For a taste of the difference between Old English and Middle English, compare Beowulf to Chaucer. You can't read Beowulf without a primer on Old English and some practice, while Chaucer you can read with limited assistance (and even relate to it, unlike Beowulf: "To you my purse and to none other wight ... I am sorry now that ye be so light!").

Now going back to home, city, and hamlet. How did these words get into English, and how are they all related to PIE *ḱóym-?

The first word, home, is very straightforward. This word comes to Modern English by way of Old English ham, which itself comes from Proto-Germanic *haimaz, which comes from PIE *ḱóym-. This is how simple the family tree suggests all etymologies are.

The second word, city is clearly not of the same progeny as home. They don't have a single sound in common! If you know another Romance language, you might have already noticed a cognate. In Spanish, a city is ciudad, in Italian you can say città, Romanian has cetate 'fortress', and French has the word cité. These words come from the ubiquitous Latin root cīv-, whence is derived not only English city but also citizen and civil. This Latin root cīv- was derived from PIE **ḱóym-. This should be less surprising when you remember that the c in Latin was actually pronounced as we pronounce "k" in English, not "s." Also, notice how to pronounce the "v" (which was actually more of a "w" in Latin) your lips in the same manner you do to pronounce an "m"---now meditate on how fathomable it is that the latter could have become the former over time.

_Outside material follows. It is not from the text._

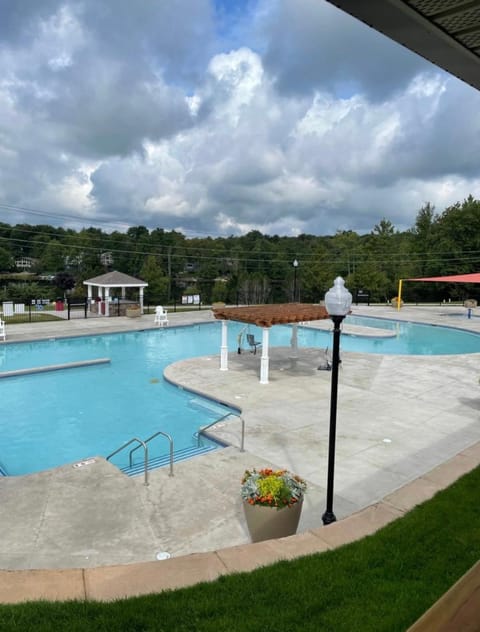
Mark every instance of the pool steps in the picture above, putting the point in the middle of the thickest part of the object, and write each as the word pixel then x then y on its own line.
pixel 161 461
pixel 53 367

The third word, hamlet, you may think to have the same history as home. It actually does not, and you can tell this by the very simple observation that the first syllable is "ham", not "home." There is a rule of thumb in historical linguistics called the Neogrammarian hypothesis. In short, this guideline says that sound change tends to be regular, affecting all instances of that particular sound in a language. In this case, if the a in Old English ham changed to an o to produce Modern English home, why wouldn't little villages be called *homelets, not hamlets? We can brush away any of the more complicated explanations for what happened with one simple one: the word hamlet is not from Old English. Indeed, hamlet comes from Old French hamelet.

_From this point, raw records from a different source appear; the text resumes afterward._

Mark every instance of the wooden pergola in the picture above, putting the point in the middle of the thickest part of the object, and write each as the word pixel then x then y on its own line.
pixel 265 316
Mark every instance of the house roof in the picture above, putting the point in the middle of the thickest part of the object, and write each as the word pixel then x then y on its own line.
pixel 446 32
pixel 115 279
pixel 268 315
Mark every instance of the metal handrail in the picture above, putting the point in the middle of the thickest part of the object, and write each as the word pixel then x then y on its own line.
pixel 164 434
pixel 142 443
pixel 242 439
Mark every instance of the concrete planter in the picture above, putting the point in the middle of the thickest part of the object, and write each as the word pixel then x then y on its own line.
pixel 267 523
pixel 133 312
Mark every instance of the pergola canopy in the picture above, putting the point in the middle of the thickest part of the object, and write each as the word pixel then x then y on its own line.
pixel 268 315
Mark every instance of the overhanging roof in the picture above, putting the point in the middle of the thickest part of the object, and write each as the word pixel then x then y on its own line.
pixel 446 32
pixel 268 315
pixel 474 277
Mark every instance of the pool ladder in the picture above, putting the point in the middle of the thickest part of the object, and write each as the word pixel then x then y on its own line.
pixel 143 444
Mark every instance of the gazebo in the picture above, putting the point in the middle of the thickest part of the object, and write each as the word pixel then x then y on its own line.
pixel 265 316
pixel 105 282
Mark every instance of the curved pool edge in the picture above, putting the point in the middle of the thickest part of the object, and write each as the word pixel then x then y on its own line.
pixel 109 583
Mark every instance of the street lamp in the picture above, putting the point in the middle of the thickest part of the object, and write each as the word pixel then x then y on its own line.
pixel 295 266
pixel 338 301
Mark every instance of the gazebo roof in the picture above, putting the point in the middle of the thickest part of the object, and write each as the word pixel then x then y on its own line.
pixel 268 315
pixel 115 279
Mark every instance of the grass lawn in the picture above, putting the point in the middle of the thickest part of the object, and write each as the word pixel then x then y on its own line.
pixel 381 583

The astute reader should now get a suspicion that I'm just making shit up. I assure you I'm not ... but why isn't hamlet more like city if it comes from French? Why isn't it civlet? The explanation is that this French word itself is not Romance, but Germanic. Ultimately, as you might have at first suspected, hamlet and home descend from the same Proto-Germanic root, *haimaz. The Romance-speaking people in Roman Gaul came into close contact with a Germanic-speaking people called the Franks. In fact, the situation was similar to what happened in England in 1066: the Franks conquered Roman Gaul, and the Frankish words diffused into what was developing into the French language. (And no, it's not a coincidence that "French" sounds so much like "Frank" ... the name "France" is in fact derived from the Germanic Franks who conquered it.) One of the words that made it into Old French was hamelet, which some time later entered into Middle English.

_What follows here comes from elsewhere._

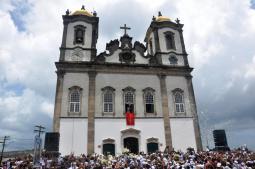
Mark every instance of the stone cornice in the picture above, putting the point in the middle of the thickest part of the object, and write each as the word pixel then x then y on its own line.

Now back to the original problem. In visualizing the Indo-European family, the traditional tree would only show mother-daughter links. English would be shown descending only from Middle English, from Old English, from Anglo-Frisian, from West-Germanic dialects, from Proto-Germanic, from Indo-European. This has its uses, but it does not do any justice to the complexity of human history. In my grand vision I see visualization that highlights the particular etymological pathway a word in a given languages takes: you'd be able to see how city and hamlet both come from French, but that hamlet comes to French from haimaz, whence also comes English home, while city comes from Latin, and only very distantly are these words related in the Proto-Indo-European root *ḱóym-.